Not present were the 11 British and Dutch folk who bought farmland in the country in the 1980s, when Mugabe was encouraging inward investment.

They were evicted in 2002 and, despite winning a World Bank arbitration hearing awarding them $35 million compensation, are still waiting for their money.

Only last week, the Zimbabwe government confiscated thousands of hectares of mining land from Zimplats, while Standard Chartered, Barclays and other firms this week were said to face being forced to sell majority stakes of their Zimbabwean businesses to "indigenous Zimbabweans".

Hopefully the well-fed ZimInvest guests were warned: investing in Mugabe's Zimbabwe is still risky business.

Mehmet Dalman, the Labour-supporting chief executive of that controversial mining group ENRC, was at the Conservatives' Black and White Ball in London the other day.

David Cameron was, of course, the keynote speaker (somewhat underwhelming, l am afraid).

I am sure Dalman will have taken the opportunity to congratulate the prime minister on his enthusiasm for the extractive industries Transparency Initiative (EITI), which aims to reduce corruption in mineral-rich Third-World countries such as the Congo, where ENRC is a major player.

Glencore, Xstrata, Barrick Gold and others have all become, or are in the process of becoming, signatories, and Cameron was trumpeting the cause at Davos.

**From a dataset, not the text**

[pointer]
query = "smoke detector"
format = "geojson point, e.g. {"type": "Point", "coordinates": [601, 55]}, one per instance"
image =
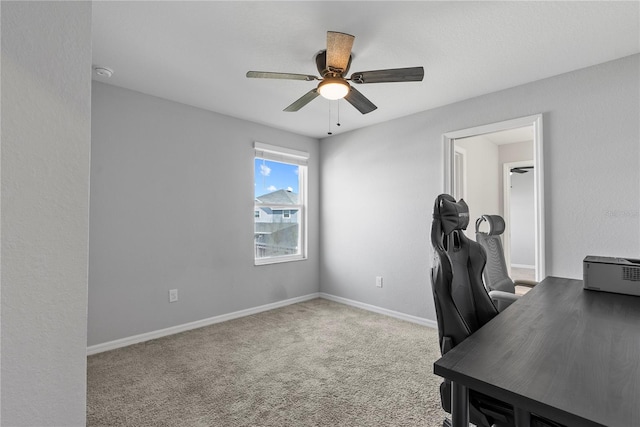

Yet Dalman's ENRC, famed for its deals in the Congo with the infamous Israeli diamond tycoon Dan Gertler, is seen in the industry as being something of a laggard on the whole process.

Under EITI, money paid by companies for mining rights has to be matched by money received by the States' Treasuries.

Both amounts have to be published - the idea being to make it harder for cash to disappear into certain back pockets en route.

That can make it a tad more difficult doing business in certain parts of the world.

The PM wants to get all of G8 to sign up to EITI while Britain has presidency of the group this year.
(Silvio Berlusconi, if he gets himself elected, is hardly likely to be an enthusiast.

This week he declared bribery was fine if it meant winning lucrative contracts.)

It is to Cameron's credit that his vision for the developing world is that Western firms behave honourably and transparently.

Somewhat embarrassingly, though, we Brits aren't signed up to EITI yet.

Hopefully we √¢‚Ǩ‚Äú and that means ENRC - will have signed by the time the great and the good meet up at the Lough Erne summit in June.